Proteases have a wide range of applications, including the production of fermented foods and beverages such as sake and natto, seasonings such as amino acid extracts, and industrial feedstocks such as active ingredients for pharmaceuticals. Proteases are also sold as meat tenderizers. Although proteases are primarily considered enzymes for decomposition, they are also used for the opposite purpose. For example, the coagulation of milk proteins in cheesemaking processes is also due to the action of protease. Cheese is produced when milk proteins are partially broken down by proteases, causing them to coagulate into large solid lumps.

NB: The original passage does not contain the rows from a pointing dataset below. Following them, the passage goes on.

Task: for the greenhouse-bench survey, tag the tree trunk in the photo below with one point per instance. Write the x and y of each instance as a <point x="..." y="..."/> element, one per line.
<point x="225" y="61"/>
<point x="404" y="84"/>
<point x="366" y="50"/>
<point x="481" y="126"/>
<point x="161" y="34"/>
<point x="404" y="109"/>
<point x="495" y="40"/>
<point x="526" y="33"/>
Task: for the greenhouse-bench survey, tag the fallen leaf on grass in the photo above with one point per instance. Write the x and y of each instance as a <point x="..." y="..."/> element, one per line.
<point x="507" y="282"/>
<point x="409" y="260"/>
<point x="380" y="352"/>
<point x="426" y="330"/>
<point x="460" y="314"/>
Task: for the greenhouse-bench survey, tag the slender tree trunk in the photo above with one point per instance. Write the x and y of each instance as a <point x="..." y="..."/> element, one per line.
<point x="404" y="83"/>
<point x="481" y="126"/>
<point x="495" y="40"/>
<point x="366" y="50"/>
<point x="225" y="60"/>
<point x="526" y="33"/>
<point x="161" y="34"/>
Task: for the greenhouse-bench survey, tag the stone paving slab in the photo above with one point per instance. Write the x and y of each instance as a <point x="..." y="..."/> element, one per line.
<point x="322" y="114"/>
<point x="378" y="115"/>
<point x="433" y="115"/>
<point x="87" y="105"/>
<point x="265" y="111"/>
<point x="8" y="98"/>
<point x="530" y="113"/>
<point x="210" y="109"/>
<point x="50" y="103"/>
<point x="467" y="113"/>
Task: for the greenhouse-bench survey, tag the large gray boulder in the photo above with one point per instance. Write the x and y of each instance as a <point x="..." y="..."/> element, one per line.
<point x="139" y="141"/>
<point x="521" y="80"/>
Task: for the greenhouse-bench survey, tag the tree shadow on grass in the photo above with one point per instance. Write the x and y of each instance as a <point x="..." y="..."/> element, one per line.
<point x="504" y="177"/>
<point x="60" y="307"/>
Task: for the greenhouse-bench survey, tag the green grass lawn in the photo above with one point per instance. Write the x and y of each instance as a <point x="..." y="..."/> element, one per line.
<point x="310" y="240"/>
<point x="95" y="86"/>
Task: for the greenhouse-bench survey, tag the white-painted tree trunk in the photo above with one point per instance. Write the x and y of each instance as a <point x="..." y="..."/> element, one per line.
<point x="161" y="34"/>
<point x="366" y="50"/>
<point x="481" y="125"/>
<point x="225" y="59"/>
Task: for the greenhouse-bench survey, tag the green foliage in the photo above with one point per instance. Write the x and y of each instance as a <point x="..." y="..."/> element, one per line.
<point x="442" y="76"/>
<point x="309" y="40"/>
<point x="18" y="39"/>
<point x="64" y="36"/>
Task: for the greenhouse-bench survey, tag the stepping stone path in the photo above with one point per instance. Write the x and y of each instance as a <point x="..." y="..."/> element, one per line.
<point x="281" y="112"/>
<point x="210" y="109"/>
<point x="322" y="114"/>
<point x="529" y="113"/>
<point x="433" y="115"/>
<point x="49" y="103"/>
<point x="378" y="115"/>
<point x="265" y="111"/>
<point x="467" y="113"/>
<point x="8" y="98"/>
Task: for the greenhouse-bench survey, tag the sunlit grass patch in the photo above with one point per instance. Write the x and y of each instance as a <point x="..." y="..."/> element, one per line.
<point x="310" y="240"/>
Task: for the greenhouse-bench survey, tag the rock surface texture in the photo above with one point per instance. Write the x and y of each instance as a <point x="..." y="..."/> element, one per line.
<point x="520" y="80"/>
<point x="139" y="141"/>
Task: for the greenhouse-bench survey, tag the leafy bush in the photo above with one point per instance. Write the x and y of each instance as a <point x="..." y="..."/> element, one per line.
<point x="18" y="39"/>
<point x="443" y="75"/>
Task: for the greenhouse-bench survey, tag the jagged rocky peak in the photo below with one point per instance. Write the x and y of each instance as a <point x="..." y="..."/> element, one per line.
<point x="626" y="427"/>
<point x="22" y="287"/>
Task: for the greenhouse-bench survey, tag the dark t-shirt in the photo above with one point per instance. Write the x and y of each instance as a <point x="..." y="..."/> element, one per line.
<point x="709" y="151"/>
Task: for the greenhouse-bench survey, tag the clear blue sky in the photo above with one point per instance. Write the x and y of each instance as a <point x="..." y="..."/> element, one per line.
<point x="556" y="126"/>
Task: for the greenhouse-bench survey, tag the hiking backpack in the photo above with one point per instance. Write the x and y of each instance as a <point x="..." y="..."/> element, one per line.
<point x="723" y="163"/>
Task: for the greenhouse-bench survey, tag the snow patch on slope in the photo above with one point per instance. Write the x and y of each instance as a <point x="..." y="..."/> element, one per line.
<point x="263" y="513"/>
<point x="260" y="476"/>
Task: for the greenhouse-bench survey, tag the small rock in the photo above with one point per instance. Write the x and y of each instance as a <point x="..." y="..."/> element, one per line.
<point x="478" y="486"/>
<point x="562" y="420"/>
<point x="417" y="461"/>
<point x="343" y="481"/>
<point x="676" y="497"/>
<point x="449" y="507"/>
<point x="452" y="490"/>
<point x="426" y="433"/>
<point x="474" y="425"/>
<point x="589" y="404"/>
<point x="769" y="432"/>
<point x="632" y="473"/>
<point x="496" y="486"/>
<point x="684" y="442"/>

The solidified curds are then separated from the liquid to form cheese.

Xylanases are used to improve the workability of bread dough, as well as to enhance the extraction of coffee and vegetable oils, and the digestibility of silage and cereals. They are also used in the paper industry for the chlorine-free bleaching of wood pulp.
The improvement of xylanase, along with cellulase, for bioethanol production, which has been a hot topic in recent years, has been studied extensively. Much of this research focuses on discovering new enzymes and enhancing them through protein engineering.